The gene mutated in thiamine-responsive anaemia with diabetes and deafness (TRMA) encodes a functional thiamine transporter.

Thiamine-responsive megaloblastic anaemia with diabetes and deafness (TRMA; MIM 249270) is an autosomal recessive disease thought to be due to a defect in thiamine (vitamin B1) transport. Pharmacological doses of thiamine correct the anaemia, and in some cases improve the diabetes, although progressive sensorineural deafness is irreversible. Previous studies localized the TRMA gene to a 4-cM region on chromosome 1q23.3 (ref. 5), and fine-mapping has recently narrowed that region further. We have previously demonstrated that fibroblasts from people with TRMA lack high-affinity thiamine transport. Expression of a gene encoding a known yeast thiamine transporter, THI10 (refs 8-10), in TRMA mutant cells prevents apoptotic cell death in thiamine-depleted medium. On the basis of these studies, we hypothesized that a defective thiamine transporter causes TRMA. We undertook a candidate gene approach to identify putative thiamine transporters in the 1q23.3 critical region. Here we present evidence that the gene SLC19A2 (for solute carrier family 19 (thiamine transporter), member 2) encodes the first known mammalian thiamine transporter, which we designate thiamine transporter-1 (THTR-1).

Defective high-affinity thiamine transporter leads to cell death in thiamine-responsive megaloblastic anemia syndrome fibroblasts.

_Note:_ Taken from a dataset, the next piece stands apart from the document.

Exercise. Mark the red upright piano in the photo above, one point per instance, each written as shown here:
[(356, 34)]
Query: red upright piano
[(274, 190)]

We have investigated the cellular pathology of the syndrome called thiamine-responsive megaloblastic anemia (TRMA) with diabetes and deafness. Cultured diploid fibroblasts were grown in thiamine-free medium and dialyzed serum. Normal fibroblasts survived indefinitely without supplemental thiamine, whereas patient cells died in 5-14 days (mean 9.5 days), and heterozygous cells survived for more than 30 days. TRMA fibroblasts were rescued from death with 10-30 nM thiamine (in the range of normal plasma thiamine concentrations). Positive terminal deoxynucleotide transferase-mediated dUTP nick end-labeling (TUNEL) staining suggested that cell death was due to apoptosis. We assessed cellular uptake of [3H]thiamine at submicromolar concentrations. Normal fibroblasts exhibited saturable, high-affinity thiamine uptake (Km 400-550 nM; Vmax 11 pmol/min/10(6) cells) in addition to a low-affinity unsaturable component. Mutant cells lacked detectable high-affinity uptake. At 30 nM thiamine, the rate of uptake of thiamine by TRMA fibroblasts was 10-fold less than that of wild-type, and cells from obligate heterozygotes had an intermediate phenotype. Transfection of TRMA fibroblasts with the yeast thiamine transporter gene THI10 prevented cell death when cells were grown in the absence of supplemental thiamine. We therefore propose that the primary abnormality in TRMA is absence of a high-affinity thiamine transporter and that low intracellular thiamine concentrations in the mutant cells cause biochemical abnormalities that lead to apoptotic cell death.